Blog da Ana Maria Bahiana

Entre o banal e o fantástico reina Malévola

Ana Maria Bahiana

 

 

maleficent-321154l-imagineA Disney foi o primeiro grande estúdio a compreender completamente o poder do mito, a ideia de que um universo mitológico é muito mais resistente ao tempo e à sucessão de gerações de plateia do que uma única história que se conta apenas uma vez. A Disney sempre investiu em personagens, mundos e mitologias, o que explica amplamente suas recentes aquisições e parcerias: Pixar, Marvel, LucasFilm. Todas elas empresas que, acima de tudo, se dedicam a criar mitos de longa duração.

Nos últimos anos a Disney tem se dedicado a rever e reposicionar mitos. Alice (originalmente criada por Lewis Carroll, é sempre bom lembrar) por Tim Burton; o Mágico de Oz por Sam Raimi; o Cavaleiro Solitário e Tonto por Gore Verbinski; praticamente todos os contos de fadas pela série Once Upon a Time.

Como o resultado desses esforços tem sido, na melhor das hipóteses, super desigual, fiquei um pouco preocupada quando soube que a Bela Adormecida era a próxima candidata a uma repaginação…

Tenho que admitir: meus temores, embora justificáveis, não se realizaram. Digo mais: de todas as tentativas da Disney, Malévola (Maleficent, 2014, dir. Robert Stromberg) é a melhor releitura até agora.

Crédito a quem merece: Linda Woolverton (A Bela e a Fera, O Rei Leão), que escreveu o argumento e deu o formato final a um roteiro feito a muitas mãos; Robert Stromberg, que usou sua experiência como premiado supervisor de efeitos especiais para dirigir um filme que é, inteiro, uma fantasia; e Angelina Jolie, claramente se divertindo muito com um papel que é mais complicado do que parece, e compondo um desempenho muito melhor do que era necessário.

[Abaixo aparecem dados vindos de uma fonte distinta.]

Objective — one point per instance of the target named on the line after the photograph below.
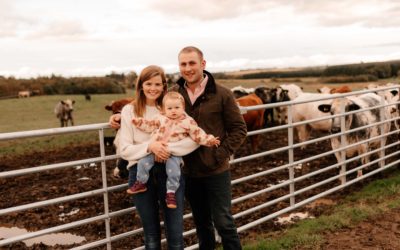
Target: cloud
(209, 9)
(369, 13)
(10, 21)
(68, 29)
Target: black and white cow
(63, 111)
(357, 120)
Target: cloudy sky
(95, 37)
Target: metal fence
(301, 186)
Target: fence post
(343, 140)
(291, 155)
(382, 128)
(105, 195)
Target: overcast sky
(95, 37)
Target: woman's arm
(182, 147)
(130, 149)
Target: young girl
(135, 144)
(171, 126)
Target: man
(208, 180)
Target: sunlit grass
(376, 198)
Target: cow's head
(334, 109)
(283, 96)
(116, 106)
(267, 95)
(68, 105)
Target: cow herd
(310, 112)
(324, 111)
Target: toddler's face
(173, 108)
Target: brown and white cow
(309, 111)
(255, 118)
(284, 93)
(356, 120)
(63, 111)
(24, 94)
(337, 90)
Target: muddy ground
(380, 233)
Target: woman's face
(153, 89)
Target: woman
(135, 144)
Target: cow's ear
(326, 108)
(353, 107)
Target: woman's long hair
(139, 105)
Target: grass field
(38, 112)
(375, 198)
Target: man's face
(173, 108)
(191, 67)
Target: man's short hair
(189, 49)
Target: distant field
(309, 84)
(38, 112)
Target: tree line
(357, 72)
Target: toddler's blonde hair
(171, 96)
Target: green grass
(38, 113)
(376, 198)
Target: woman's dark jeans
(148, 205)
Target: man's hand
(160, 150)
(115, 121)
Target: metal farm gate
(284, 178)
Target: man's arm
(235, 126)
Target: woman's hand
(160, 150)
(115, 121)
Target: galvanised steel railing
(289, 182)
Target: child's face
(173, 108)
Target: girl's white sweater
(133, 143)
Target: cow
(267, 95)
(255, 118)
(282, 95)
(338, 90)
(63, 111)
(24, 94)
(88, 97)
(240, 91)
(286, 92)
(392, 97)
(309, 111)
(120, 171)
(356, 120)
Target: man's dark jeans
(148, 206)
(210, 199)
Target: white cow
(240, 91)
(391, 97)
(308, 111)
(356, 120)
(286, 92)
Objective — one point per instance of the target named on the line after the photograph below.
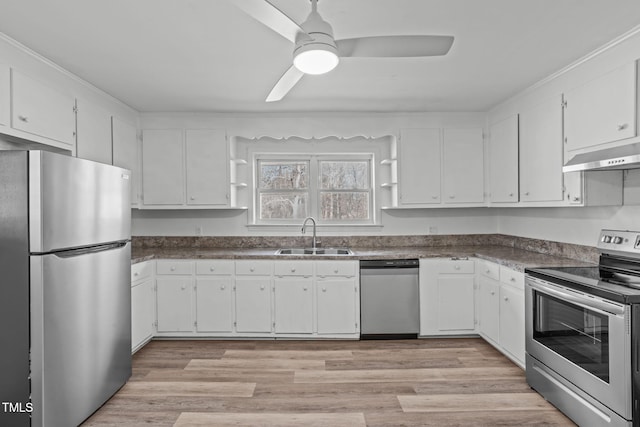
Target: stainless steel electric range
(582, 331)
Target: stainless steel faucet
(314, 242)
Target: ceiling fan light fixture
(316, 58)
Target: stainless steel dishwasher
(389, 300)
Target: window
(332, 188)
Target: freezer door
(75, 202)
(80, 333)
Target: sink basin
(314, 251)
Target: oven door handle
(594, 304)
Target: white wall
(234, 223)
(572, 225)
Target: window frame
(314, 186)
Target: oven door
(585, 339)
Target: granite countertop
(514, 258)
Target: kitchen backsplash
(566, 250)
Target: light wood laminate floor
(426, 382)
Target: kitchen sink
(314, 251)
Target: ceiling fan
(317, 52)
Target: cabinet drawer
(174, 267)
(293, 268)
(490, 270)
(214, 267)
(255, 268)
(336, 268)
(512, 277)
(140, 271)
(456, 267)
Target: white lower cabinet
(253, 288)
(447, 297)
(257, 298)
(293, 297)
(142, 304)
(501, 309)
(337, 306)
(338, 297)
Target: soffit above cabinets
(209, 56)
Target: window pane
(344, 205)
(344, 175)
(283, 176)
(283, 205)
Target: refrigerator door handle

O grande achado de Malévola é reposicionar seu conflito inicial – o ato “malévolo” da fada que amaldiçoa a princesa condenando-a a um sono eterno – como uma extensão de um outro conflito : o do mundo fantástico, do impalpável, do misterioso, habitado por fadas, elfos, dragões e espíritos da natureza, e o mundo do dia a dia, onde os seres humanos estão ocupados na disputa de poder e riqueza.

Esse recurso narrativo, dando uma outra moldura a uma história muitas vezes repetida desde o século 17, abre as portas para uma deliciosa exploração de quem realmente seriam os protagonistas do conto de fadas – qual a verdadeira natureza de Malévola, a “fada má”; de Aurora, a princesa amaldiçoada,;e de Stefan, o rei, pai dela.

É um caminho que leva a novas e interessantes conclusões – a maior de todas, uma releitura completa e radical da ideia de “amor verdadeiro” que em geral leva ao “felizes para sempre” das histórias.

Mas não se assustem – Malévola é uma delícia de assistir, uma experiência visual sensacional, uma jornada muito divertida por uma trama que todo mundo acha que conhece. Eu teria preferido menos gente mexendo no roteiro – as costuras das emendas às vezes são aparentes – e ainda não entendo por que ninguém resolveu o primeiro grande problema da história – o fato de  nossa heroína se chamar “Malévola”, um nome que, por si só, já determina como olhamos para a personagem. Certo que a Disney tem que manter bem lustradas as suas marcas – no caso, os nomes de seus personagens – mas há recursos simples de criação que poderiam ter contornado isso.

Mas isso não impede de ser uma ótima maneira de passar 97 minutos – leve as crianças se precisar de um pretexto…

 Malévola estreia nesta quinta feira, dia 29, aqui e no Brasil.